Visualization - Linear curve fitting example¶
$$ y=\underbrace{0.5}_{w_1}+\underbrace{2}_{w_2}x+\epsilon $$
- Left: Distributions of the weights $w$
- Right: Samples of the linear fit
There are many knobs in this example:
- Initial setup: $\epsilon\sim10^{-6}$, $\alpha=10^{-6}$, $\beta=1$
- Increase number of samples from 0 to 100
- Observe the changes in weight space and the predictive variance.
- Keeping 10 samples
- Confidence in data: Vary $\beta$ from $10^2$ to $10^{-6}$
- Confidence in prior: Vary $\alpha$ from $10^2$ to $10^{-6}$
- Data quality: Vary noise level from $10^{-6}$ to $1$
N = 1 # Only 1 data point
x, t = xSmpl[:N], tSmpl[:N]
mN, SN = pwD(x, t, alpha, beta); print(mN)
f, ax = plt.subplots(ncols=2, figsize=(16,8))
pltMvN(ax[0], mN, SN)
pltSmp(ax[1], x, t, mN, SN, beta, bnd=True)
[1.0627721 0.52247489]
N = 2 # Increase to 2 data points
x, t = xSmpl[:N], tSmpl[:N]
mN, SN = pwD(x, t, alpha, beta); print(mN)
f, ax = plt.subplots(ncols=2, figsize=(16,8))
pltMvN(ax[0], mN, SN)
pltSmp(ax[1], x, t, mN, SN, beta, bnd=True)
[0.25215522 2.17136113]
N = 20 # ... and 20 data points
x, t = xSmpl[:N], tSmpl[:N]
mN, SN = pwD(x, t, alpha, beta); print(mN)
f, ax = plt.subplots(ncols=2, figsize=(16,8))
pltMvN(ax[0], mN, SN)
pltSmp(ax[1], x, t, mN, SN, beta, bnd=True)
[0.53079197 1.90442572]
N = 100 # all data points
x, t = xSmpl[:N], tSmpl[:N]
mN, SN = pwD(x, t, alpha, beta); print(mN)

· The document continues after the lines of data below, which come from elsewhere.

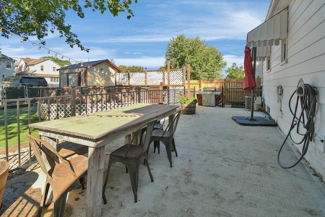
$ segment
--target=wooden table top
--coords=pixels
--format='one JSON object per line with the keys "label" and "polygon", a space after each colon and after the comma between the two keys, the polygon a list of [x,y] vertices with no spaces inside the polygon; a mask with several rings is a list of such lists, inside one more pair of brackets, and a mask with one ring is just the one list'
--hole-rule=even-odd
{"label": "wooden table top", "polygon": [[96,142],[146,121],[167,117],[177,109],[177,106],[139,103],[99,112],[31,123],[29,127],[43,132]]}

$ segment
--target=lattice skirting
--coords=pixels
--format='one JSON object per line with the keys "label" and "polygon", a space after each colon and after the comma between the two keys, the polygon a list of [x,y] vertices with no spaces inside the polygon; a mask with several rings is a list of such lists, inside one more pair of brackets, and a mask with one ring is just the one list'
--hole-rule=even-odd
{"label": "lattice skirting", "polygon": [[[150,103],[150,101],[142,102],[142,103]],[[138,102],[128,102],[115,103],[88,103],[76,105],[76,115],[80,115],[99,111],[113,109],[131,105]],[[49,106],[46,103],[38,104],[37,115],[39,116],[40,106],[41,106],[41,119],[42,120],[54,120],[71,116],[71,104],[51,104]]]}

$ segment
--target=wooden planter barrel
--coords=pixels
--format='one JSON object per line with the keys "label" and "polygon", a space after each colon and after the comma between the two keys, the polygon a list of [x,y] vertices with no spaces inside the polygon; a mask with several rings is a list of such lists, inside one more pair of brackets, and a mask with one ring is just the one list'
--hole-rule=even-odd
{"label": "wooden planter barrel", "polygon": [[6,161],[0,161],[0,210],[1,210],[1,203],[6,188],[9,170],[9,163]]}
{"label": "wooden planter barrel", "polygon": [[197,108],[197,104],[190,103],[189,104],[182,104],[182,114],[194,114]]}

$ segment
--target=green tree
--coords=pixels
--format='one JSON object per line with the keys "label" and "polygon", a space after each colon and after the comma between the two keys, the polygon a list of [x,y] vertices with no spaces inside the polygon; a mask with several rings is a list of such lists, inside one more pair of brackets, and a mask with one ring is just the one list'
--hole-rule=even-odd
{"label": "green tree", "polygon": [[139,72],[144,71],[144,68],[142,66],[126,66],[125,65],[119,65],[118,68],[123,70],[123,72],[126,72],[128,70],[129,70],[130,72]]}
{"label": "green tree", "polygon": [[40,58],[40,59],[50,59],[55,61],[61,67],[64,67],[64,66],[70,66],[71,63],[69,60],[64,60],[63,59],[60,59],[56,56],[42,56]]}
{"label": "green tree", "polygon": [[244,78],[244,68],[243,66],[238,67],[234,63],[231,68],[225,71],[228,78]]}
{"label": "green tree", "polygon": [[222,68],[226,66],[221,53],[215,47],[208,46],[199,37],[186,38],[185,35],[173,38],[165,54],[165,65],[170,60],[171,69],[180,69],[191,64],[191,79],[213,79],[222,76]]}
{"label": "green tree", "polygon": [[[135,0],[135,3],[137,1]],[[81,3],[83,3],[82,6]],[[83,18],[83,8],[92,8],[93,11],[99,11],[102,14],[108,9],[114,16],[126,11],[126,18],[129,19],[134,16],[129,9],[132,3],[132,0],[1,0],[1,36],[8,38],[11,33],[14,33],[26,39],[36,36],[45,45],[44,39],[49,31],[52,34],[57,31],[60,38],[66,37],[66,42],[70,47],[77,45],[81,50],[88,52],[89,49],[78,39],[78,36],[71,32],[71,25],[66,23],[65,12],[74,10]]]}

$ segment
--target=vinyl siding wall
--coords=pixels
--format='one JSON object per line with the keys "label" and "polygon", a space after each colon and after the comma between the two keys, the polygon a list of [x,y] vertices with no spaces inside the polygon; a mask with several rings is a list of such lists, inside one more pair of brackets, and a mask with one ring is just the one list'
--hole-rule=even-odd
{"label": "vinyl siding wall", "polygon": [[[324,14],[325,3],[323,1],[291,1],[288,14],[287,61],[281,63],[281,46],[278,46],[271,48],[271,70],[266,71],[266,63],[263,64],[263,98],[266,105],[269,107],[271,115],[285,135],[289,131],[293,117],[289,110],[289,100],[301,78],[304,83],[311,85],[318,91],[315,133],[315,136],[325,135]],[[276,93],[276,87],[279,85],[283,88],[282,101]],[[295,95],[291,100],[292,109],[295,108],[296,96]],[[300,137],[294,136],[294,138],[298,140]],[[278,144],[279,147],[280,145]],[[299,150],[301,150],[301,146],[298,146]],[[314,139],[310,142],[305,156],[323,179],[325,177],[324,149],[324,142]]]}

f, ax = plt.subplots(ncols=2, figsize=(16,8))
pltMvN(ax[0], mN, SN)
pltSmp(ax[1], x, t, mN, SN, beta, bnd=True)
[0.51073856 1.97149626]
Visualization - 1¶
Another example from PRML:
- Green curve: Truth
- Blue dots: Data points
- Red curve: Predictive mean
- Red shade: One standard deviation
- On the right: Samples of $w$
Visualization - 2¶
Visualization - 3¶
Determining hyperparameters $\alpha$, $\beta$¶
- Using Bayes' rule $$ p(\alpha,\beta|t) \propto p(t|\alpha,\beta)p(\alpha,\beta) \approx p(t|\alpha,\beta) $$ assuming $p(\alpha,\beta)$ is relatively "flat"

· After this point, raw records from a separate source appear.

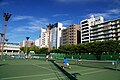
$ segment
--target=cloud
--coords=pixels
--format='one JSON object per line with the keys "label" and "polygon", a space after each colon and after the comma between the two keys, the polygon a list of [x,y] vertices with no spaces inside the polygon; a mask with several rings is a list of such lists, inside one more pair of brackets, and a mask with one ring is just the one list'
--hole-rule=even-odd
{"label": "cloud", "polygon": [[33,19],[33,16],[15,16],[12,18],[13,21],[19,21],[19,20],[31,20]]}
{"label": "cloud", "polygon": [[68,14],[55,14],[53,17],[61,17],[61,16],[68,16]]}
{"label": "cloud", "polygon": [[37,26],[45,27],[48,23],[49,23],[48,19],[40,18],[40,19],[36,19],[36,20],[29,22],[29,25],[36,26],[36,27]]}
{"label": "cloud", "polygon": [[35,27],[35,26],[20,26],[14,29],[14,31],[16,32],[36,32],[40,30],[40,27]]}
{"label": "cloud", "polygon": [[68,25],[72,24],[73,21],[72,20],[65,20],[65,21],[61,21],[61,23],[63,23],[63,25],[65,25],[65,26],[68,26]]}
{"label": "cloud", "polygon": [[[111,19],[111,18],[116,18],[120,14],[120,9],[110,9],[106,10],[105,12],[102,13],[90,13],[87,16],[103,16],[104,18]],[[117,16],[116,16],[117,15]]]}
{"label": "cloud", "polygon": [[[72,3],[72,2],[88,2],[90,0],[54,0],[57,2],[61,2],[61,3]],[[92,1],[100,1],[100,0],[92,0]]]}
{"label": "cloud", "polygon": [[0,6],[6,6],[6,5],[8,5],[9,3],[8,2],[0,2]]}
{"label": "cloud", "polygon": [[33,16],[20,16],[20,17],[17,17],[15,18],[15,20],[24,20],[24,19],[28,19],[30,21],[27,21],[24,25],[22,26],[19,26],[19,27],[16,27],[13,32],[30,32],[30,33],[33,33],[33,32],[37,32],[37,31],[40,31],[40,28],[41,27],[46,27],[46,25],[49,23],[48,19],[46,18],[39,18],[39,19],[36,19],[35,17]]}

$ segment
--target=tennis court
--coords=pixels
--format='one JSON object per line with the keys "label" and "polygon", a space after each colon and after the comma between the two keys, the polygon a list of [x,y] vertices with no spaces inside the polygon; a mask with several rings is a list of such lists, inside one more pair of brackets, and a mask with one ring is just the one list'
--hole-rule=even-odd
{"label": "tennis court", "polygon": [[[0,80],[120,80],[120,66],[69,60],[71,69],[62,69],[62,60],[12,59],[0,61]],[[89,64],[89,65],[88,65]],[[90,66],[93,65],[93,66]],[[97,66],[95,66],[97,65]],[[112,65],[112,64],[111,64]],[[100,67],[99,67],[100,66]]]}

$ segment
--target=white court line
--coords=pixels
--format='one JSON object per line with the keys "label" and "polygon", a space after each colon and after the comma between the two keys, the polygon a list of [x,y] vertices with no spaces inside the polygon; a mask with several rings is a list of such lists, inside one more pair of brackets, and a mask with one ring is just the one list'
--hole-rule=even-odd
{"label": "white court line", "polygon": [[1,78],[1,79],[2,79],[2,80],[7,80],[7,79],[17,79],[17,78],[27,78],[27,77],[46,76],[46,75],[52,75],[52,74],[54,74],[54,73],[42,74],[42,75],[29,75],[29,76],[7,77],[7,78]]}
{"label": "white court line", "polygon": [[[59,77],[59,78],[67,78],[67,76],[64,76],[64,77]],[[43,79],[43,80],[56,80],[56,79],[58,79],[58,78],[49,78],[49,79]]]}
{"label": "white court line", "polygon": [[82,75],[93,74],[93,73],[99,73],[99,72],[105,72],[105,71],[107,71],[107,70],[99,70],[99,71],[87,72],[87,73],[83,73]]}
{"label": "white court line", "polygon": [[33,66],[36,66],[36,67],[40,67],[40,68],[46,69],[46,70],[49,70],[49,71],[57,72],[57,71],[55,71],[55,70],[48,69],[48,68],[45,68],[45,67],[42,67],[42,66],[38,66],[38,65],[35,65],[35,64],[32,64],[32,65],[33,65]]}
{"label": "white court line", "polygon": [[70,71],[70,73],[73,73],[73,72],[84,72],[84,71],[90,71],[90,70],[96,70],[96,68],[85,69],[85,70],[77,70],[77,71]]}

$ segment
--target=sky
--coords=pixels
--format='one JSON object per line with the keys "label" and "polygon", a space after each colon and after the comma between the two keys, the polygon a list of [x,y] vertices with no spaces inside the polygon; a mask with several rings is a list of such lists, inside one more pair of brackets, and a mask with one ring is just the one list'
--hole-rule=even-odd
{"label": "sky", "polygon": [[40,28],[49,23],[68,27],[91,15],[105,21],[120,18],[120,0],[0,0],[0,32],[3,13],[12,14],[6,28],[8,42],[22,42],[26,37],[38,39]]}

- So we can find $\alpha$, $\beta$ by maximizing the marginal likelihood function $$ p(t|\alpha, \beta) = \int p(t|w,\beta) p(w|\alpha) dw $$
- Known as Type II maximum likelihood, Evidence approximation, etc.
- After some math we can see that $$ \begin{align} \ln p(t|\alpha, \beta) &= \frac{M}{2}\ln\alpha + \frac{N}{2}\ln\beta - E(m_N) - \frac{1}{2}\ln|S_N^{-1}| - \frac{N}{2}\ln(2\pi) \\ E(m_N) &= \frac{\beta}{2}||t-\Phi m_N||^2 + \frac{\alpha}{2}m_N^T m_N \end{align} $$
- Setting the gradients of $\ln p(t|\alpha, \beta)$ w.r.t. $\alpha$, $\beta$ to be zero, we can find the re-estimation equations for $\alpha$ and $\beta$ $$ \begin{align} \alpha &= \frac{\gamma}{m_N^T m_N},\quad \gamma = \sum_{i=1}^M \frac{\lambda_i}{\alpha+\lambda_i} \\ \beta^{-1} &= \frac{1}{N-\gamma} ||t-\Phi m_N||^2 \end{align} $$ where $\lambda_i$ are eigenvalues of $\beta\Phi^T\Phi$
- To the bravest, derive the above results as practice.
- Some observations:
- This is the Bayesian approach to determining the hyperparameters. It is somewhat elegant, but sometimes cumbersome.
- $\gamma$ is considered the effective number of parameters, and now the estimation of $\beta^{-1}$ is unbiased.
- $m_N$ is a function of $\alpha$ and $\beta$ - One would need to iteratively compute $m_N$ and $\alpha$, $\beta$ until convergence.
The iterative procedure to determine $m_N$, $S_N$, $\alpha$, $\beta$
- Guess $\alpha$, $\beta$.
- For i = 1 ... Max_Iteration
- From the dataset and the current $\alpha$, $\beta$, compute $m_N$, $S_N$.
- Using the current $m_N$, $S_N$, re-estimate $\alpha$, $\beta$.
- Check the differences between the old and new $\alpha$, $\beta$ parameters. If smaller than preset threshold, break, otherwise continue.
- Output $m_N$, $S_N$, $\alpha$, $\beta$ that are optimal in the Bayesian sense.
You will try this out in the homework.